In de bovenbouw leren leerlingen zich verder te verplaatsen in klasgenoten en andere mensen in hun sociale omgeving. Ze spiegelen zich aan andere rolmodellen in media en identificeren zich hiermee. Op school verdiepen ze zich in de overeenkomsten en verschillen tussen mensen die andere achtergronden, mogelijkheden en oriëntaties hebben.

Leerlingen leren:

  • hoofdzaken over religieuze en levensbeschouwelijke stromingen en culturele tradities en gebruiken die in onze diverse samenleving een rol spelen;
  • over seksualiteit, verschillende seksuele oriëntaties en expressies van gender;
  • de grenzen (emotioneel, fysiek en seksueel) van anderen herkennen en daar rekening mee te houden;
  • de secundaire emoties van de ander te herkennen en te benoemen en te anticiperen op reacties van anderen op het eigen handelen;
  • uit te wisselen wat gedeelde en verschillende waarden, overtuigingen, idealen en toekomstverwachtingen zijn;
  • overeenkomsten en verschillen tussen mensen te herkennen, te benoemen en in aanzet te verklaren; hoe groepsgedrag en (sociale) media de houdingen en het gedrag van klasgenoten mede kunnen verklaren.

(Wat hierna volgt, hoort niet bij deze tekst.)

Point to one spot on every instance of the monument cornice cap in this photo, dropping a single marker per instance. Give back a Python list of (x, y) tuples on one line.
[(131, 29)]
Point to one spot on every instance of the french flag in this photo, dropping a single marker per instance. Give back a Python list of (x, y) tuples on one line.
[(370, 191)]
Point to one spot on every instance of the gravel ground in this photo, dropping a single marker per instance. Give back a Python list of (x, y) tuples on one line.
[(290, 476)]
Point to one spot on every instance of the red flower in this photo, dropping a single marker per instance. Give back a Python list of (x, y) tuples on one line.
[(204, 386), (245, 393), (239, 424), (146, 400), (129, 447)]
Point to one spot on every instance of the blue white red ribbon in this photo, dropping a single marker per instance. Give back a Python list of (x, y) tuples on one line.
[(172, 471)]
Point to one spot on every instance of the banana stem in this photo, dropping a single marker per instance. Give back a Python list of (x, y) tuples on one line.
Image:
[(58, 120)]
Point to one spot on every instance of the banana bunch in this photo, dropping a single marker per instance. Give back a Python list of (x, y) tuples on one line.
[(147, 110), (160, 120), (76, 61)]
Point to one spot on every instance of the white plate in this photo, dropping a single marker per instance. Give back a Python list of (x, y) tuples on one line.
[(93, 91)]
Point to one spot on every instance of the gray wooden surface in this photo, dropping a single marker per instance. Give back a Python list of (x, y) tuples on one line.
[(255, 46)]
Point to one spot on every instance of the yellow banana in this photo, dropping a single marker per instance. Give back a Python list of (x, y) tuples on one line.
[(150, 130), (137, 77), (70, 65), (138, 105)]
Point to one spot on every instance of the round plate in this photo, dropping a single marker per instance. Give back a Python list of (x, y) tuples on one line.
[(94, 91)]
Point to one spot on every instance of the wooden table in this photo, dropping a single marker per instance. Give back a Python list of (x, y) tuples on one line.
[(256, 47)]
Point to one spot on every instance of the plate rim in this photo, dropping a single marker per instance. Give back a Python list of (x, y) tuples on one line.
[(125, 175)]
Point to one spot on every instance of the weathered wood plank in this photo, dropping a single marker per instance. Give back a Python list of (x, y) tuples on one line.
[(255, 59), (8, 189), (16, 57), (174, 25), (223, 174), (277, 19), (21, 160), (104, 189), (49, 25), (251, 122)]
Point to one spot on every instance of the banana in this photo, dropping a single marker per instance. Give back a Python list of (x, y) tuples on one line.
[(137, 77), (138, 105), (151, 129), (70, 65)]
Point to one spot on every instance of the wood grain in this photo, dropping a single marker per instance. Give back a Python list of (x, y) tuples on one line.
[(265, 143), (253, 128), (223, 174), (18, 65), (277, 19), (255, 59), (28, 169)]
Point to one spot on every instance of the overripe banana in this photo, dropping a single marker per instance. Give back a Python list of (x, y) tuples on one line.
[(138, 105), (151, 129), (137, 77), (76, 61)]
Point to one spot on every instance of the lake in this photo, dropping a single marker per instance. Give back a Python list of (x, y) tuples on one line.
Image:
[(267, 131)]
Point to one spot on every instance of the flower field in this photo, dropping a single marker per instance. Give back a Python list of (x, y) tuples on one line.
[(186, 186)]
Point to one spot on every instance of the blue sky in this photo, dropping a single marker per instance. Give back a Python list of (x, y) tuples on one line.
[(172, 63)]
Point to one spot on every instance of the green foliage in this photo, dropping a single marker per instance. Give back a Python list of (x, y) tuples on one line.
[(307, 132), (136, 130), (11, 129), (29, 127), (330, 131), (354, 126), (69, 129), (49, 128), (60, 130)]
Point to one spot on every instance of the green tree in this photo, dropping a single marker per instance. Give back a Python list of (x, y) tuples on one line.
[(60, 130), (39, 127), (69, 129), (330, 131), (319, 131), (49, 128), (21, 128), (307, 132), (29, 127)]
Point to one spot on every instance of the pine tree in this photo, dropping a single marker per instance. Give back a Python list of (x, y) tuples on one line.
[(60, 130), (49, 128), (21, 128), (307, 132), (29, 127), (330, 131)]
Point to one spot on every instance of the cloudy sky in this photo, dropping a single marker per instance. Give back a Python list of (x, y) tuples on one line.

(bron: SLO bouwstenen burgerschap)

Kennis en vaardigheden – voortgezet speciaal onderwijs

Onderbouw

In de onderbouw verdiepen leerlingen zich in de identiteit van de ander. Door het ontmoeten van de ander en een dialoog aan te gaan over onderwerpen waarover verschillend kan worden gedacht, ontwikkelen leerlingen inzicht in en respect voor andere opvattingen en manieren om in het leven te staan.

Leerlingen leren:

  • over het ontstaan van een diverse samenleving in Nederland in de context van een globaliserende wereld;
  • over aspecten van de emancipatie van verschillende groepen mensen door de geschiedenis heen;
  • hoofdzaken over religieuze en levensbeschouwelijke stromingen in Nederland en de wereld;
  • rekening te houden de grenzen van anderen en die op basis van gemaakte afspraken actief te helpen bewaken;
  • zich binnen hun mogelijkheden in de beleving en het perspectief van de ander te verplaatsen;
  • rekening te houden met het welbevinden van anderen en hun overwegingen en gedrag, inclusief hun taaluitingen, gericht aan sociale situaties aan te passen;
  • te herkennen waar beperkingen liggen in de communicatie met anderen en te zoeken naar mogelijk- heden om daarop te handelen;
  • overeenkomsten en verschillen in waarden en overtuigingen te herkennen, te bespreken en te wegen; verschillen van inzicht te onderzoeken als verschillende claims op waarheid en deze zo nodig naast elkaar kunnen laten bestaan;
  • rekening te houden met de idealen en toekomstverwachtingen van anderen;
  • hoe groepsgedrag en (sociale) media de houdingen en het gedrag van peers en groepen in de publieke ruimte mede kunnen verklaren.

Bovenbouw

Voor leerlingen in de bovenbouw verdient het aanbeveling om de leerlijn burgerschap voort te zetten en waar mogelijk te koppelen aan beroepsprofielen, (profiel)vakken en loopbaanoriëntatie en (beroeps)begeleiding (LOB). Dat daarbij in de uitwerking en uitvoering gedifferentieerd kan worden naar leeftijd, ontwikkeling en mogelijkheden van (groepen) leerlingen, is evident.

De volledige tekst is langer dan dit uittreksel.